Chicago Transit Ridership Panel

Project link: https://github.com/eric-mc2/DNCTransit

This page describes the steps I took to create a panel dataset of ridership across different Chicago transit systems. I did this to practice econometric modeling.

Transit modes and data sources

Included modes

Train, Bus, Rideshares - from the City of Chicago (used Socrata API and sodapy python package)
Bikeshares aka Divvy Bikes - from Lyft (used s3fs python package to access public Amazon S3 bucket)

Excluded modes

Metra commuter rail (public data is available but too coarsely aggregated)
Pace city-suburb bus link (have not checked availability)
Walking / Biking (vendored data is available – ie cell phone location data – but would be hard to isolate from other transit modalities)
Driving (public data is available – ie road segment usage – but haven’t seriously looked yet)

Extra data

Geographic boundaries - from US Census Bureau (used pygris python package)
Landmark boundaries - also from City of Chicago

ETL Pipeline

Major steps in processing this data:

Extract
1. Get raw unit-level data (i.e. train stations, bus lines)
2. Get raw ridership time series data
Transform
1. Account for schema drift in each data source
2. Merge unit info and time series data
3. Compute and add covariates for regression
Merge
1. Merge transit modalities at different spatial and time aggregations
Choose
1. Choose best aggregation for regression modeling

ETL Illustration

Some datasets were better organized than others. The easier ones only required:

selecting spatial and time range to query
reading data documentation
figuring out which are the table primary and foreign keys
light conversion of data and object types

In the simplest of cases, here’s all the code we need to query and arrange a panel:

from src.data.cta import (ChiClient, 
                          BUS_ROUTES_TABLE, 
                          BUS_RIDERSHIP_TABLE)
from src.data.gis import WORLD_CRS
from shapely.geometry import shape

# Query static info about bus routes
client = ChiClient(60)
bus_routes =  client.get_all(BUS_ROUTES_TABLE, select="the_geom, route, name")
bus_routes = (bus_routes
            .assign(geometry = bus_routes['the_geom'].apply(shape))
            .drop(columns='the_geom')
            .pipe(gpd.GeoDataFrame, crs=WORLD_CRS))

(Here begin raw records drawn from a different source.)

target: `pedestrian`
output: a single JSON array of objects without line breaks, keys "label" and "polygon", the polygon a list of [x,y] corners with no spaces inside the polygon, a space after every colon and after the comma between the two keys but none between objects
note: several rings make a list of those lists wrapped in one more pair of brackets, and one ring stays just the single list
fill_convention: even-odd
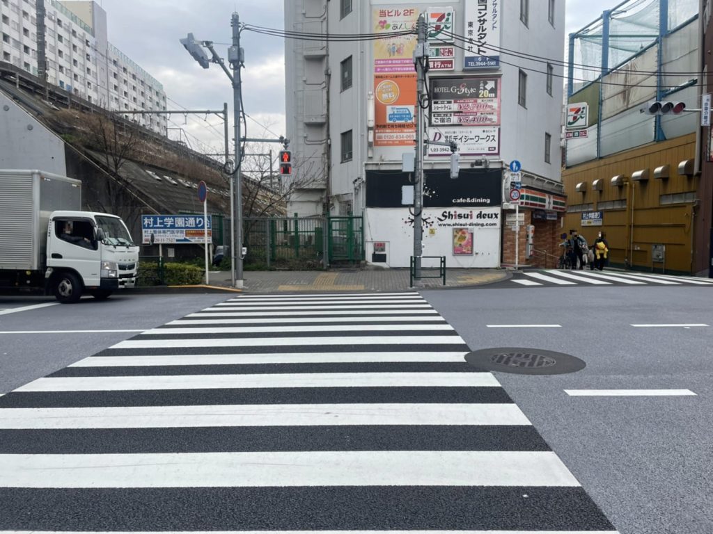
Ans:
[{"label": "pedestrian", "polygon": [[[582,255],[584,249],[582,246],[583,239],[576,230],[570,230],[570,265],[572,269],[583,269],[584,260]],[[586,247],[586,244],[585,247]]]},{"label": "pedestrian", "polygon": [[604,239],[604,234],[600,232],[594,242],[595,263],[596,268],[604,271],[604,263],[609,256],[609,244]]}]

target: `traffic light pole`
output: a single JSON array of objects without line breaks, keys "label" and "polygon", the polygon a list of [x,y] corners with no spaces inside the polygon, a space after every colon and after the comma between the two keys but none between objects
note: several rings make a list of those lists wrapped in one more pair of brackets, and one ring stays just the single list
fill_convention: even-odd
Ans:
[{"label": "traffic light pole", "polygon": [[424,206],[424,132],[423,108],[421,107],[426,85],[426,68],[429,56],[426,43],[426,19],[424,14],[419,16],[416,23],[418,41],[414,51],[414,63],[416,72],[416,102],[419,106],[416,113],[416,168],[414,172],[414,283],[421,279],[421,259],[424,254],[423,246],[423,206]]}]

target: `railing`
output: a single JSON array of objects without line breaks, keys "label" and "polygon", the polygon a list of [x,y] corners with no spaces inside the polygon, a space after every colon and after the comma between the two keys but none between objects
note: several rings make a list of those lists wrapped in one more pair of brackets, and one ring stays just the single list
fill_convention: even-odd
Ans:
[{"label": "railing", "polygon": [[414,280],[421,280],[421,278],[441,278],[443,280],[443,286],[446,285],[446,256],[420,256],[421,260],[427,259],[437,259],[439,260],[438,263],[438,273],[437,275],[424,275],[424,269],[434,269],[435,267],[424,267],[423,265],[421,266],[421,276],[416,276],[416,258],[414,256],[411,256],[411,263],[409,268],[409,287],[414,287]]}]

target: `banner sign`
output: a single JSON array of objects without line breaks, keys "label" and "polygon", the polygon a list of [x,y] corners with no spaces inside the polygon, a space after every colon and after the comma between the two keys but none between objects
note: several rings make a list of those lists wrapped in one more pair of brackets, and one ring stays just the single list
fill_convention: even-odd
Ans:
[{"label": "banner sign", "polygon": [[416,73],[374,74],[374,145],[413,147],[416,140]]},{"label": "banner sign", "polygon": [[429,47],[429,70],[453,70],[455,68],[456,47],[430,46]]},{"label": "banner sign", "polygon": [[501,0],[464,0],[463,70],[500,68]]},{"label": "banner sign", "polygon": [[[449,142],[455,141],[461,156],[497,155],[500,154],[500,127],[455,126],[429,127],[429,139]],[[429,156],[451,156],[448,147],[429,145]]]},{"label": "banner sign", "polygon": [[583,211],[582,226],[602,226],[602,211]]},{"label": "banner sign", "polygon": [[499,78],[431,78],[431,126],[500,124]]},{"label": "banner sign", "polygon": [[[212,235],[212,216],[208,216],[208,239]],[[141,241],[145,245],[203,243],[206,224],[202,215],[142,215]],[[152,241],[151,236],[153,236]]]},{"label": "banner sign", "polygon": [[[413,73],[416,33],[398,35],[416,28],[416,7],[376,8],[372,11],[374,33],[383,36],[374,41],[375,73]],[[396,34],[390,36],[389,34]]]}]

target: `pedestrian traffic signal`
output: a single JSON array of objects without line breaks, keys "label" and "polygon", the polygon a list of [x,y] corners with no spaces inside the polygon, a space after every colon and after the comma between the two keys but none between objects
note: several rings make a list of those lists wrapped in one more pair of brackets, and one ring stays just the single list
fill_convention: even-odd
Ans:
[{"label": "pedestrian traffic signal", "polygon": [[685,110],[684,102],[649,102],[641,109],[647,115],[678,115]]},{"label": "pedestrian traffic signal", "polygon": [[289,150],[279,151],[279,174],[282,176],[292,174],[292,153]]}]

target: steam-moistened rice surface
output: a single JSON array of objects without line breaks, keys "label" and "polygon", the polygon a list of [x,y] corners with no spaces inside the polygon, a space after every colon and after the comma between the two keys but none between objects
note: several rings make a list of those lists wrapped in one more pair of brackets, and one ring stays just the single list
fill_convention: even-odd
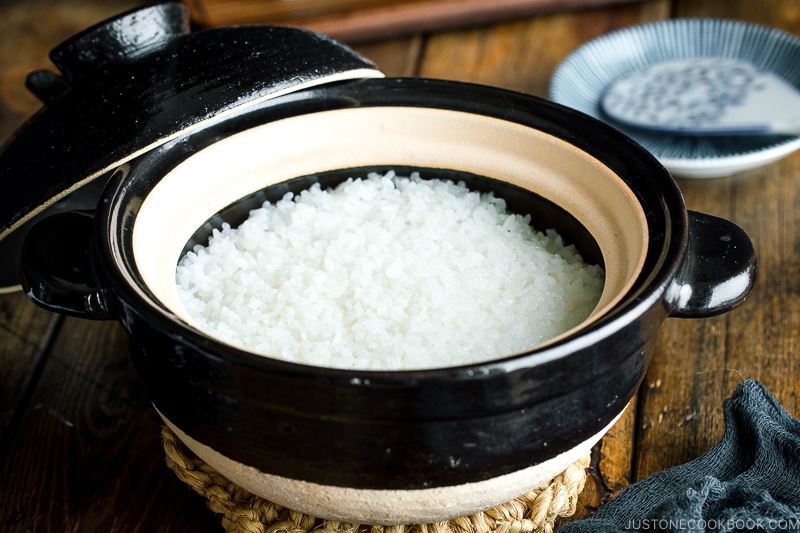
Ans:
[{"label": "steam-moistened rice surface", "polygon": [[603,288],[553,231],[417,175],[314,186],[215,230],[177,269],[201,328],[316,366],[420,369],[495,359],[580,323]]}]

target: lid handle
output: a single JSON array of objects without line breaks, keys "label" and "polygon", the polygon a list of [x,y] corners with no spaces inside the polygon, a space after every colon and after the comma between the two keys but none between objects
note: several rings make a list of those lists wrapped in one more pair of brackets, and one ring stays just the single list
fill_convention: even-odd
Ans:
[{"label": "lid handle", "polygon": [[[101,22],[64,41],[50,52],[68,85],[125,65],[164,48],[172,39],[190,31],[189,10],[182,3],[165,2],[133,9]],[[40,71],[41,72],[41,71]],[[41,76],[33,73],[31,76]],[[40,81],[37,83],[37,81]],[[30,80],[32,91],[45,102],[55,86],[53,79]],[[47,89],[40,94],[40,87]]]}]

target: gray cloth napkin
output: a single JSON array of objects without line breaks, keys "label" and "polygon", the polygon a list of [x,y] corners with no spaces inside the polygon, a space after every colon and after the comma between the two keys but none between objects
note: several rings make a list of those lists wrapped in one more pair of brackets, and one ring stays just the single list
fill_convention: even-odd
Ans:
[{"label": "gray cloth napkin", "polygon": [[724,408],[716,446],[558,533],[800,531],[800,421],[757,381],[739,383]]}]

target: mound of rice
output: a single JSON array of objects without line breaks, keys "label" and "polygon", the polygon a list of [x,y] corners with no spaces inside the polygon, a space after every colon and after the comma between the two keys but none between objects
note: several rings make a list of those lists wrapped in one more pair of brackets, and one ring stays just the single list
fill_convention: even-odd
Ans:
[{"label": "mound of rice", "polygon": [[496,359],[580,323],[603,289],[552,230],[463,183],[370,174],[264,204],[182,258],[201,328],[315,366],[422,369]]}]

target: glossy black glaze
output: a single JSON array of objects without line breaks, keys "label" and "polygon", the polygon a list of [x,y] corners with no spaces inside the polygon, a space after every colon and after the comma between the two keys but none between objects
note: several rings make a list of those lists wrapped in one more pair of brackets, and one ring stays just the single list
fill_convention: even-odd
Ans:
[{"label": "glossy black glaze", "polygon": [[[67,191],[218,114],[372,65],[322,35],[242,26],[189,33],[180,3],[98,24],[51,53],[61,74],[27,85],[45,106],[0,151],[0,239]],[[1,241],[0,241],[1,242]],[[16,269],[7,246],[0,274]],[[16,275],[0,287],[17,285]]]},{"label": "glossy black glaze", "polygon": [[[296,365],[219,344],[165,313],[116,270],[113,256],[119,249],[126,270],[138,279],[131,247],[138,206],[160,177],[191,153],[264,122],[380,105],[503,118],[596,156],[629,184],[647,216],[650,249],[635,287],[601,320],[549,347],[467,367],[368,372]],[[541,204],[536,195],[522,195],[517,203],[517,209],[527,205],[534,212]],[[556,229],[568,218],[554,215]],[[715,233],[708,239],[731,238],[736,246],[709,249],[700,259],[694,248],[703,248],[706,238],[689,234],[707,220],[727,236]],[[678,288],[691,287],[692,276],[707,260],[713,271],[701,277],[708,287],[736,276],[743,265],[750,275],[738,298],[708,307],[708,314],[743,300],[754,280],[755,258],[749,239],[732,226],[697,213],[690,218],[677,186],[655,159],[594,119],[488,87],[384,79],[280,97],[206,123],[123,165],[99,206],[91,253],[100,278],[97,289],[115,298],[109,306],[130,332],[132,358],[151,400],[194,439],[288,478],[421,489],[513,472],[601,431],[639,386],[662,321],[690,309],[689,314],[703,314],[703,302],[695,299],[687,306],[679,298],[685,291]],[[690,247],[690,241],[700,244]],[[139,285],[147,293],[141,280]]]}]

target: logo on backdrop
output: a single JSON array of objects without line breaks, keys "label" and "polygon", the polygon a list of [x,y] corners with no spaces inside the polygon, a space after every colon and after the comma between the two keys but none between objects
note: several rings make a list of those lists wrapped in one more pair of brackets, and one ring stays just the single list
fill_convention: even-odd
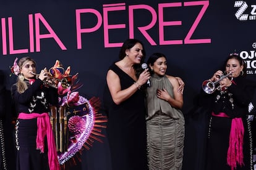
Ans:
[{"label": "logo on backdrop", "polygon": [[253,50],[242,51],[240,57],[244,59],[247,65],[246,73],[247,75],[256,75],[256,42],[252,43]]},{"label": "logo on backdrop", "polygon": [[[241,21],[256,20],[256,5],[249,6],[245,1],[235,1],[234,7],[238,7],[235,14],[237,20]],[[245,12],[247,9],[247,10]],[[247,11],[250,12],[249,14],[247,13]]]}]

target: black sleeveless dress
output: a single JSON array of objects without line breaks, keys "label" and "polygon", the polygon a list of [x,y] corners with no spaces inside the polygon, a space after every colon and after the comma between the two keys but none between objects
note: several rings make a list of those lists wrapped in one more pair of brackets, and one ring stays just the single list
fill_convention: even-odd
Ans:
[{"label": "black sleeveless dress", "polygon": [[[115,64],[109,69],[119,76],[122,89],[134,84],[134,80]],[[113,169],[147,169],[144,91],[138,90],[129,99],[116,105],[107,87],[104,98]]]}]

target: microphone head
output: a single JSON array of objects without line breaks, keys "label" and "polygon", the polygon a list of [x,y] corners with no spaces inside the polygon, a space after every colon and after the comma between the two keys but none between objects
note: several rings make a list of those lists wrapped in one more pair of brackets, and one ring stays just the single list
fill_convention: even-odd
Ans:
[{"label": "microphone head", "polygon": [[147,63],[143,63],[142,64],[142,68],[143,69],[146,69],[147,68],[148,68],[148,65],[147,65]]}]

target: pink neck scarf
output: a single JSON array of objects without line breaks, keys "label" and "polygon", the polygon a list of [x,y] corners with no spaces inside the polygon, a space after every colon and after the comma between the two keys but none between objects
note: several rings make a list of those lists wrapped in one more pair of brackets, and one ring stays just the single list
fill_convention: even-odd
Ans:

# Query daily rides per route
data_start = "2024-01-01T00:00:00"
data_end = "2024-08-31T23:59:59"
bus_rides = client.get_all(BUS_RIDERSHIP_TABLE, 
                            select="route,date,daytype,rides",
                            where=f"date between '{data_start}' and '{data_end}'")

bus_panel = bus_rides.merge(bus_routes, how='left', on='route')

Let’s plot these routes, colored by ridership:

After getting the direct transit data, I coded a few extra features such as census tract and population, which could serve as useful regression controls later on.

import pygris

# CTA routes extend outside chicago into cook cty.
tracts = pygris.tracts(state='IL', county='cook', cb=True, year=2020, cache=False)
tracts = tracts[['GEOID','geometry']]
tracts['GEOID'] = pd.to_numeric(tracts['GEOID'])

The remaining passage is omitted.